When our clusters were ready, we created strata of clusters with similar characteristics instead of randomizing them in a simple Bernoulli fashion (flipping a coin). We did this in order to be able to use a stratified t-test, which can help reduce variance and increase power.
Analyzing the results
Once we have our clusters and strata, we can now allocate treatment in a 50/50-50/50 fashion:
50% of clusters are randomized at the individual level (left part of the image below). Inside this group:
50% of members are treated
50% of members are control
50% of clusters are randomized at the cluster level (right part of the image below).
50% of clusters are treated
50% of clusters are control
We then compute the results of the two A/B tests separately, and compute the differences between treatment and control separately, as well as their variances. In the individual A/B test, we call µBR the difference in means, and σBR the standard deviation. In the cluster-based A/B test, we call µCBR the difference in means, and σCBR the standard deviation.

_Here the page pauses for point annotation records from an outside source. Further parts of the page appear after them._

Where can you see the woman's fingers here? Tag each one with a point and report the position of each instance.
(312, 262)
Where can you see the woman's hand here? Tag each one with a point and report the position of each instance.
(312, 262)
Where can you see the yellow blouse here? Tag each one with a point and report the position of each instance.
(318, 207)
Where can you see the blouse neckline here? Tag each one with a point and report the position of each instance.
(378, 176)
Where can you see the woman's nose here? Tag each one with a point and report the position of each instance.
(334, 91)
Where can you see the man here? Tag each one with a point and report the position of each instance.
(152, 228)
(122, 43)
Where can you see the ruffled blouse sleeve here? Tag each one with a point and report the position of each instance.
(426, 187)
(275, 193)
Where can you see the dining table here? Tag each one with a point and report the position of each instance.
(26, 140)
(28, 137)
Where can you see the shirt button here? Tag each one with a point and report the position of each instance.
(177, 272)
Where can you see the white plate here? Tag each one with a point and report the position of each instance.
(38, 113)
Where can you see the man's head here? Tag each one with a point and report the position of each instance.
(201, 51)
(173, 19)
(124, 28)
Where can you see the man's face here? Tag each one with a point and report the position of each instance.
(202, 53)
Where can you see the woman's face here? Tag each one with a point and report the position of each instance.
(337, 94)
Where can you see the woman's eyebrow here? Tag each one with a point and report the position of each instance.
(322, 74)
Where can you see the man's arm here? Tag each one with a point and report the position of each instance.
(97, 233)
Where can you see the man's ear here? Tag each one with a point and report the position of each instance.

µBR is simply the mean of the metric across all treated users in the individual-level arm, minus the mean of the metric across all control users in that same arm.
µCBR is a Horvitz-Thompson estimator. We first compute means for each cluster, and then average again over those to get mean of treatment and mean of control.
We are able to further reduce variance by using CUPED instead of averaging the metric alone. We first transform it by taking, for each user, the difference between the value of the metric during the experiment and before the experiment. As outlined in the CUPED paper, the resulting metric typically has lower variance and still allows for measurement of the treatment effect.
Finally, we compute ∆ = µBR - µCBR, and perform a hypothesis test:
H0: ∆ = 0
Ha: ∆ ≠ 0
If we are able to reject H0, we conclude that there is interference. The power of this test can sometimes be low, which is why it is important to do as much as possible to reduce variance using the following tips:
Most of the variance of ∆ comes from the number of clusters. This is why it is worth it to use as many clusters as possible.
Stratification can help us further.
UCUPED (doing an A/B test of the difference in the metric over time rather than on its absolute value).
The final result of combining these approaches can be seen in the table below:
The first three rows are the most important of the above table: the first row shows the results of the individual-level randomization, the second row shows the results of the cluster-based randomization, and the third row compares them. Looking at “experiment 2”, in the “post-treatment” column (second to last), one can see that the effect measured by the cluster-based experiment (0.81) is much higher than the effect measured by the individual-level experiment (0.24). Remember that if there were no network effects, we would expect these two numbers to be roughly the same.